その後同年の11月には中村半次郎自身が、神戸の神戸海軍操練所に入りたいとの希望を出していたとされ、こちらも実現はしていない模様だが、薩摩藩の為の情報収集活動を率先して行おうと企図していたと目されている。
戊辰戦争を戦い明治維新後
戊辰戦争を戦い明治維新後に中村半次郎から桐野利秋に改名、陸軍で重用されるも西郷隆盛に準じて下野へ、
1868年、薩長を中心とした新政府軍が朝廷の後ろ盾を得て徳川幕府を武力討伐する戊辰戦争を開始すると、中村半次郎は城下一番小隊の一員として伏見の戦いに従軍、武功を得てその小隊の小頭見習いに任じられた。
以後も更に城下一番小隊隊長に取り立てられ、江戸に向けて東に進む中で駿府や小田原の占領を成し遂げ、江戸の無血開城が決められた西郷隆盛と勝海舟の会談の場にも同席していたとも伝えられている。
その後も中村半次郎は上野に立てこもった彰義隊の鎮圧等に従事、1868年8月には大総督府直属の軍監の地位を拝命し、日光を経て会津若松の攻略にも参加、新政府軍を代表して会津若松城の受け取り役を務めた。
こうして戊辰戦争を終え、明治新政府の統治が始まると、中村半次郎は名を桐野利秋と改め、1869年に鹿児島常備隊が置かれるとその第一大隊の隊長に推され、大日帝国陸軍の軍人としての道を歩んだ。
1871年7月、桐野利秋は陸軍少将となり、翌1872年には鎮西鎮台の司令長官に推されて熊本へと赴任、更に翌1873年4月には陸軍裁判所所長をも兼務するなど陸軍内で重きを成したが、同年10月に大恩のある西郷隆盛が下野すると自身もそれに続いた。
西南戦争 桐野利秋の最期
西郷隆盛の後を追って下野し郷里の鹿児島へと1872年11月に戻った桐野利秋は、翌年1874年には同様の境遇の元軍人らと私学校の創設に関与し、更に1875年に開設された吉野開墾社にも参加、その開墾事業を通じた活動を行った。

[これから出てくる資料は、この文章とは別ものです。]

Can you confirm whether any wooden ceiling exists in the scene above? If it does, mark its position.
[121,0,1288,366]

しかし1877年2月には元薩摩藩士で明治新政府において警官を務めていた中原尚雄が、西郷隆盛の暗殺をも辞さない覚悟で上層部の命によって内偵の為に鹿児島に戻っていた事が発覚、その真偽を政府に問う為に軍を起こす事が桐野利秋の主導で決められた。
この軍は一番から七番迄の7つの大隊で編成され、桐野利秋自身は四番大隊の指揮長と軍全体の総司令官を兼務し西郷隆盛を旗頭に据えて、自身がかつて司令長官を務めた鎮西鎮台を攻め、西南戦争を開始するに及んだ。
しかし流石に戦国時代の名将・加藤清正が築いた熊本城の守りは堅くこれを抜く事は叶わず、新政府軍の援軍の到着で西郷隆盛、桐野利秋らは劣勢となり、次第に鹿児島へと押し戻されていった。

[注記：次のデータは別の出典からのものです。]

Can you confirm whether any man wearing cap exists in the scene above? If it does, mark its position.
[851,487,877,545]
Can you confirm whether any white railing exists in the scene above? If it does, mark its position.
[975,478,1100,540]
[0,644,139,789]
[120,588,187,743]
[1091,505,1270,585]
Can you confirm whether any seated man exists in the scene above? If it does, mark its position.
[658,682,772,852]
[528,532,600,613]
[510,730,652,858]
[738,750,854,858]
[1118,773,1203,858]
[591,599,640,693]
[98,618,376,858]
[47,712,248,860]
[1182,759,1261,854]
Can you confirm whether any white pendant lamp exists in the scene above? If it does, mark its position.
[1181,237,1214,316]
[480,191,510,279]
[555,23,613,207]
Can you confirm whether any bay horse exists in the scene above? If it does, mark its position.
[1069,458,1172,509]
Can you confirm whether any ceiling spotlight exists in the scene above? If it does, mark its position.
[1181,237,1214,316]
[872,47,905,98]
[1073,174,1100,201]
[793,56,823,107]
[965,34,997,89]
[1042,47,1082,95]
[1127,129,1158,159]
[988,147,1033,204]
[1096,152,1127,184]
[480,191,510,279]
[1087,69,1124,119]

1877年9月24日には新政府軍の総攻撃によって西郷隆盛が銃撃を受けて負傷、自決を選び、桐野利秋はそれを見届けつつ戦い続けたが、最後は自身も頭部に銃弾を浴びて壮絶な戦死を遂げた。
中村半次郎 桐野利秋の実像
前述したように「幕末の四大人斬り」として中村半次郎を考えた場合には、自身の日記の記述に残された薩摩藩の西洋兵学者・赤松小三郎の暗殺に関与した以外、具体的な事例に乏しいというのが偽らざる感想だ。

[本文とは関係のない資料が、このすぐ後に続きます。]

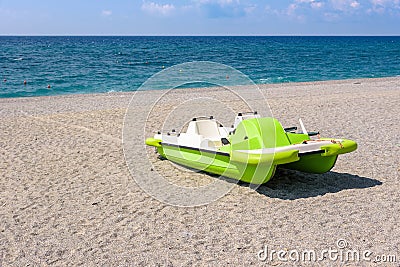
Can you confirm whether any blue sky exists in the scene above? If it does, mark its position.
[0,0,400,35]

但し他の3人、薩摩の田中新兵衛、肥後の河上彦斎、土佐の岡田以蔵と中村半次郎を人物として比較するならば、その是非は置いておくとしても西南戦争の実質的な首謀者である点から歴史に与えた影響は最も大きいように感じられる。
幕臣であった勝海舟もその回顧録である「氷川清話」の中で、中村半次郎をして「俊才」と評しており、一人の剣客と言うより、正に将たる器だったのではないかと感じさせる。